BEIRUT (Reuters) – Lebanese President Michel Aoun said on Saturday that a forensic audit of the central bank was vital to combat corruption, and that he would get it back on track after the consultancy contracted to carry it out withdrew.
Aoun said “interest-driven roadblocks” had derailed the audit, which is a key condition for foreign donors to help Lebanon out of a deep financial crisis that has posed the biggest threat to its stability since its 1975-1990 civil war.
Among Lebanon’s multiple crises are growing poverty, a political vacuum, coronavirus and the fallout from a massive explosion at Beirut port in August that killed 200 people.
“Our reality today is not promising,” the president said in a televised speech to mark Independence Day, adding that Lebanon was a prisoner of corruption, political scheming and external dictations.

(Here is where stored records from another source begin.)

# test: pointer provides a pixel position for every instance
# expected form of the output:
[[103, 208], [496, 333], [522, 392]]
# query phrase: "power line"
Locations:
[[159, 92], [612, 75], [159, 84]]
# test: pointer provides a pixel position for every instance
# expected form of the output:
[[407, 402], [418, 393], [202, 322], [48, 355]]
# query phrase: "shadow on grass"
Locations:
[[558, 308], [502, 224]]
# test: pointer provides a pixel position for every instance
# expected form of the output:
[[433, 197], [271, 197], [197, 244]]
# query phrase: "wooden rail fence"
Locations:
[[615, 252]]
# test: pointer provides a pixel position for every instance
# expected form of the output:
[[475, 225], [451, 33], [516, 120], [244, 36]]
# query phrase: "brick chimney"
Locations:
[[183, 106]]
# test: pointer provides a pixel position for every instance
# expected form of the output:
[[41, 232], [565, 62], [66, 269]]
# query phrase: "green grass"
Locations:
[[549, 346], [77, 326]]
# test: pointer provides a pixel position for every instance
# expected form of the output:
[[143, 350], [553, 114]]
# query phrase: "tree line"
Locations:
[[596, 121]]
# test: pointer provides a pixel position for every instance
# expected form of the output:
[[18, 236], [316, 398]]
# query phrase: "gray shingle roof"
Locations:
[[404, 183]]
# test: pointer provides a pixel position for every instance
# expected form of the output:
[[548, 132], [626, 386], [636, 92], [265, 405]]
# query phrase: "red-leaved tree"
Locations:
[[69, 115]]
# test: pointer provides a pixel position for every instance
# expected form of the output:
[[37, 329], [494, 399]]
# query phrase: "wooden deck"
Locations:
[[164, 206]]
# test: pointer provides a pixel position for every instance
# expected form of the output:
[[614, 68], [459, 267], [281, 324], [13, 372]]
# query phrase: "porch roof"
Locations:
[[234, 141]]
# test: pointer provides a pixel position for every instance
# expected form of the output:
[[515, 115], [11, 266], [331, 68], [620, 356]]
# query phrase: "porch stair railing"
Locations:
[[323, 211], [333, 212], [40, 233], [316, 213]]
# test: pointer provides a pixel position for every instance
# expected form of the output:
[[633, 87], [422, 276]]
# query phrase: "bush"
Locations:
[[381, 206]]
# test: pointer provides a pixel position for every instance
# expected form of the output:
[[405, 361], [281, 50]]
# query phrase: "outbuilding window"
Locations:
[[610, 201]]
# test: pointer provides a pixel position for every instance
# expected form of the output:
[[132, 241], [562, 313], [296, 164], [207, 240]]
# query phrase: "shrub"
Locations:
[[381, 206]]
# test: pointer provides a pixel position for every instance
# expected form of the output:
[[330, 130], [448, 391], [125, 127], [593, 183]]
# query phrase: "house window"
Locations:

“If we want statehood, then we must fight corruption … and this begins by imposing the forensic financial audit,” he said, adding he would not “back off” on the issue.
The caretaker finance minister announced on Friday that the restructuring consultancy Alvarez & Marsal had pulled out of the audit because the central bank had not provided all the information required to carry out the task, citing bank secrecy.
Lebanon has not yet formed a new government since the last one was brought down by the blast. Saad al-Hariri, the Sunni prime minister-designate under a sectarian power-sharing agreement, is struggling to form a cabinet amid turf wars.